I have also been directed to read the Lemon Fool and ADVFN bulletin boards, on which I found many contributors with similar views to my own and many other interesting points, including this one:

Ventus is not one of the VCTs which I hold, and I’ll also confess that I rarely vote at VCT AGMs, although I’m a certificated shareholder in many VCTs. However if the board of one of the VCTs which I hold felt the need to employ Boudicca to whip up the vote for a Board policy, I’m pretty certain I would vote in opposition. I suspect I’m not alone in such a view, and I’m surprised that the Ventus boards are not aware of this possibility. It somewhat smacks of desperation on their part.

See and


Cliff Weight Declaration: I am a shareholder in Ventus VCT. The above are my personal views.

19 July 2019

  1. niq says:

    Data point here.

    I hold “C” shares in both Ventus funds, bought new. I also hold Ordinaries in Ven2, bought in the market when they were looking excellent value some years back. All those are held in a nominee account, and have been since I lodged them there in 2014.

    I received the Boudicca lobbying, but only for the V2 Ordinaries. That is to say, the pre-filled voting instructions to my nominee they ask me to sign and return[1] lists only my V2 ordinaries holding, though the form also has boxes for C and D shares. This may mean they’ve only discovered holdings above a certain size, possibly 5000 shares.

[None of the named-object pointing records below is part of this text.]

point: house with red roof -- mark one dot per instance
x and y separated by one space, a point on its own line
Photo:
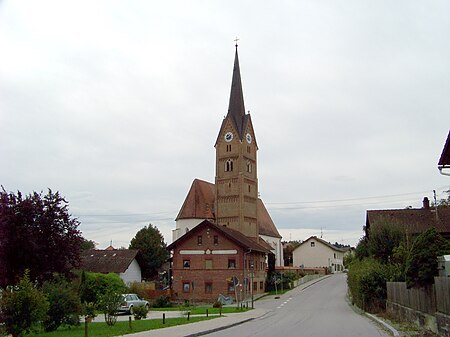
123 262
317 253
412 220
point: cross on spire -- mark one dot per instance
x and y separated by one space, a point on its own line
236 40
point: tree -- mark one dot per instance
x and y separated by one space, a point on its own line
64 303
150 242
37 233
421 264
383 239
23 306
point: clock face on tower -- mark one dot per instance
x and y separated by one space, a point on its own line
228 136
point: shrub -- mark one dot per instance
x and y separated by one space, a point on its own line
217 304
421 264
367 284
108 304
64 304
23 306
162 302
140 312
95 285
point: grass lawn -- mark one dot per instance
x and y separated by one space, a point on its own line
202 310
100 329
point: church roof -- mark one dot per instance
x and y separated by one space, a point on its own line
200 201
231 234
236 108
266 225
444 161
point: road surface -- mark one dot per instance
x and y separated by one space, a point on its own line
319 310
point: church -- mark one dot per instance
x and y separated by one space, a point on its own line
224 238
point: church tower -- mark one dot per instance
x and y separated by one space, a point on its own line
236 180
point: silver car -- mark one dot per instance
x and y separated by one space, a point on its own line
130 301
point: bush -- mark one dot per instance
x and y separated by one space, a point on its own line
108 304
64 303
140 312
217 304
421 264
23 306
367 284
162 302
95 285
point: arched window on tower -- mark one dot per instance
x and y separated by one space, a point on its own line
229 165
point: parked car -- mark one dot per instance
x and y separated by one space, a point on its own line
130 301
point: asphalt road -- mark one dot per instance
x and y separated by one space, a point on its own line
319 310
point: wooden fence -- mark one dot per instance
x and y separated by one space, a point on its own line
427 300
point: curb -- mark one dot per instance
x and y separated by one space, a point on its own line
202 333
375 318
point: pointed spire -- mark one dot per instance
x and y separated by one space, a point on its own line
236 108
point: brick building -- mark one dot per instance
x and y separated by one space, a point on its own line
210 257
223 230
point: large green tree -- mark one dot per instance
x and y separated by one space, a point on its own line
38 234
150 242
421 264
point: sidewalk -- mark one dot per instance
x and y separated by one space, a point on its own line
216 324
203 327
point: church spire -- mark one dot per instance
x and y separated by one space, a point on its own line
236 109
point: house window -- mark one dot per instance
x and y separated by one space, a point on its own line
230 287
229 165
208 264
186 287
208 287
249 166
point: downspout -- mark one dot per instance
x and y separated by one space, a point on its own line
441 167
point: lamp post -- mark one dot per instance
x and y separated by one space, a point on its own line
245 276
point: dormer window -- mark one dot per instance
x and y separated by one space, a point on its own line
229 165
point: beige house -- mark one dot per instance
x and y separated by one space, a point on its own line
317 253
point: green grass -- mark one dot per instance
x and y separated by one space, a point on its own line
100 329
202 310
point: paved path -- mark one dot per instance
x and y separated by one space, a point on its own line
314 309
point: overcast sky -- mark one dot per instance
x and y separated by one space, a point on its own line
117 105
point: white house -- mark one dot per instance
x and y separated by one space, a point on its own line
123 262
316 253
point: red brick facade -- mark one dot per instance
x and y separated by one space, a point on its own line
205 260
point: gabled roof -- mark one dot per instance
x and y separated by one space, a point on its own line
199 203
444 161
231 234
107 261
266 225
342 250
414 220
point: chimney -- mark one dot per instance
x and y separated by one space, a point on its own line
426 203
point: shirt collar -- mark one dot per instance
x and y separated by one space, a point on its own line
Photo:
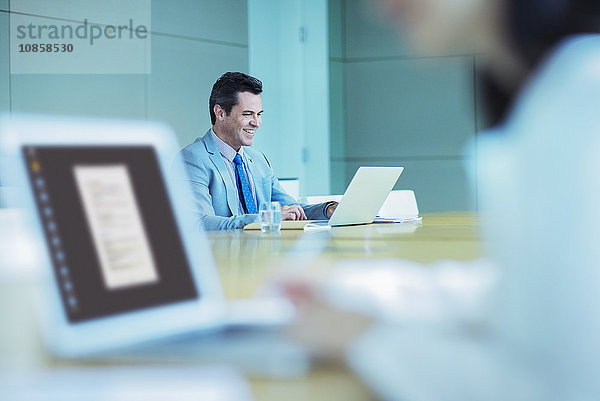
227 151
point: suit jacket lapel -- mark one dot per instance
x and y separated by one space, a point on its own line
217 159
257 178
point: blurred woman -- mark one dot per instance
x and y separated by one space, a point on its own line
538 169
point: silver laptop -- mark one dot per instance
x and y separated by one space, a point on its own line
123 262
365 195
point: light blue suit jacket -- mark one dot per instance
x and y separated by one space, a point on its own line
216 201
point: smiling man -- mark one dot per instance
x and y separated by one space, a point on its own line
228 178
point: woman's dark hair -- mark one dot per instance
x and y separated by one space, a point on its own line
535 27
225 91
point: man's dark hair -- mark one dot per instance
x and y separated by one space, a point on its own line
225 91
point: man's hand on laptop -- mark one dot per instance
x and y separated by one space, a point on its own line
330 209
292 212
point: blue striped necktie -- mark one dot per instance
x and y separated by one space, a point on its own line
243 189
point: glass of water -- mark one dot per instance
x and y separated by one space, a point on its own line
269 216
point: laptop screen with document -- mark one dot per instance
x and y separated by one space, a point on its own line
109 228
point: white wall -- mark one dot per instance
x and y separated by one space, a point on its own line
193 43
390 107
288 51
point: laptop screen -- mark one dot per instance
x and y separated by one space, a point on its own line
109 227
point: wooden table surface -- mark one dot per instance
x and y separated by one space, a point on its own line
245 259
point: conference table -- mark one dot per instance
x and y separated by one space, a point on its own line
248 259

    I will not be attending the meetings: I cannot attend meetings in London without not just a long train journey but also an overnight stay. But I have confirmed with my nominee that they’re happy for me to appoint a proxy to attend the meetings and vote my shares[2].

    [1] The instruction is addressed to my nominee, but they supply a return envelope addressed to Boudicca.
    [2] This is the first time I’ve asked them that question, though I have exercised voting rights through the same nominee several times in the past.

  2. rogerwlawson says:

    A very good article on the problem of shareholder voting and the undermining of shareholder democracy that takes place at present. But it’s not impossible to start a revolution at companies although it does take some effort and perseverance. However it should not be made that difficult – company law and associated regulations need changing.